Participatiewet raakt beleid rond WMO en Jeugd. Werken of participeren geeft structuur en heeft een positieve invloed op welzijnsbeleving en zingeving van inwoners en beperkt overige maatschappelijke kosten (zorggebruik, schuldenproblematiek). Goede aansluiting tussen onderwijs en arbeid werkt preventief in de kostensfeer voor de Participatiewet. Nauwe samenwerking over de verschillende levensgebieden van inwoners wordt bereikt via de Toegang, zoals beschreven in deze Kadernota.

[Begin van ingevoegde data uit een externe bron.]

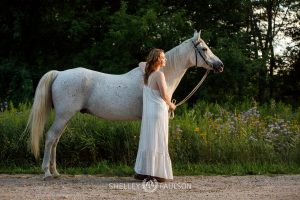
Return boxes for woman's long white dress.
[134,83,173,180]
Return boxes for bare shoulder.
[152,71,165,79]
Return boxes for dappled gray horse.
[27,31,223,180]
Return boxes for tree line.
[0,0,299,106]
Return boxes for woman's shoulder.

De Participatiewet leidt ertoe dat gemeenten te maken krijgen met grotere groepen werkzoekenden die een beroep (kunnen) doen op ondersteuning bij het vinden van werk. Deze uitbreiding van de doelgroep bestaat voor het grootste deel uit inwoners die wel kunnen werken, maar die niet in staat zijn om het minimumloon te verdienen. Voor deze nieuwe instroom is het vanaf 2015 niet langer mogelijk om een beroep te doen op de Wet sociale werkvoorziening of de Wajong. Het kabinet streeft ernaar om ook hen aan de slag te krijgen bij
“gewone” bedrijven.
De Drentsche Aa
Als samenwerking Drentsche Aa (Aa en Hunze, Tynaarlo en Assen) kiezen wij ervoor om de vraagstukken die de komst van de Participatiewet met zich mee brengt gezamenlijk op te pakken. Wij beschouwen elkaar op dit terrein als natuurlijke partners (de arbeidsmarkt stopt tot slot van rekening niet bij de gemeentelijke grenzen).

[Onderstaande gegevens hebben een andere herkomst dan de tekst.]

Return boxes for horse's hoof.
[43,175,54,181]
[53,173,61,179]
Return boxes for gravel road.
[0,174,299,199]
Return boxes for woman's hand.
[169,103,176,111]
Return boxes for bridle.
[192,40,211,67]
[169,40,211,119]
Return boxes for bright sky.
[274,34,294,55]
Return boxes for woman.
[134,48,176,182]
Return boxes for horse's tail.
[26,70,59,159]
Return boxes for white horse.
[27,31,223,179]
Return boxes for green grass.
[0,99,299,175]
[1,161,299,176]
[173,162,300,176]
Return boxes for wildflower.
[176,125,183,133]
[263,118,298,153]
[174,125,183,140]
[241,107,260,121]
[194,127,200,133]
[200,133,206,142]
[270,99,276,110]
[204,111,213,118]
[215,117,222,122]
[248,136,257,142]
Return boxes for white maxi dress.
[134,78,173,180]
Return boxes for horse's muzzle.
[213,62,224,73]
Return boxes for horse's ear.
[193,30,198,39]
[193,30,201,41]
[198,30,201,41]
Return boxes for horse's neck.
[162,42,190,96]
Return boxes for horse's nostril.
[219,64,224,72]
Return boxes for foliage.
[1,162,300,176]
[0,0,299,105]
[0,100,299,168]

Daarnaast hebben wij op dit moment de uitvoering ook al gezamenlijk belegd bij de uitvoeringsorganisaties ISD en Alescon. Wij hebben deze uitvoeringsorganisaties dan ook gevraagd om op basis van het in deze nota beschreven beleid, een gezamenlijke klantbenadering te presenteren. Deze klantbenadering wordt in de kadernota die u na de zomer ontvangt ter besluitvorming toegevoegd.
De winkel blijft open
Wij blijven ook gedurende het proces van “huidig” naar “gewenst” verantwoordelijk voor de dienstverlening aan bestaande bijstandsgerechtigden en medewerkers in de sociale werkvoorziening. Omdat dienstverlening aan onze inwoners topprioriteit is kiezen wij niet voor een “big-bang” aanpak maar voor een fasegewijze verandering. Vanuit dezelfde verantwoordelijkheid voor inwoners en voor onze uitvoeringsorganisaties willen wij de rol van Alescon als werkgever van inwoners met een Wsw-dienstverband minimaal continueren tot en met 2016. Dat geeft duidelijkheid voor deze groep medewerkers en zorgt ervoor dat Alescon de organisatie stapsgewijs kan aanpassen aan de nieuwe vraag van de gemeenten. Onze gemeentelijke sturing richting de uitvoeringsorganisaties blijft gericht op efficiency, kwaliteit en (kosten)effectiviteit. Ook WERKpunt! is en blijft onderdeel van de aanpak op het gebied van de Participatiewet.
Leeswijzer
In dit document wordt gestart met een analyse van de verwachte aantallen klanten, financiën en een nadere specificering van de gemeentelijke keuzemogelijkheden. Vervolgens wordt in de sociale opgave een
beschrijving gemaakt wat wij voor de verschillende doelgroepen willen aanbieden. In het hoofdstuk regie en
sturing wordt aangegeven hoe wij dit in de praktijk willen vormgeven. In de financiële opgave geven wij de
financiële kaders aan waarbinnen de uitvoering moet plaatsvinden en tot slot treft u een stappenplan aan hoe
wij de komende periode dit beleid naar de uitvoering willen vertalen.
2. Analyse
In dit hoofdstuk wordt op hoofdlijnen een doorkijk gemaakt wat de Participatiewet betekent voor de inwoners, werkgevers, gemeenten en de infrastructuur.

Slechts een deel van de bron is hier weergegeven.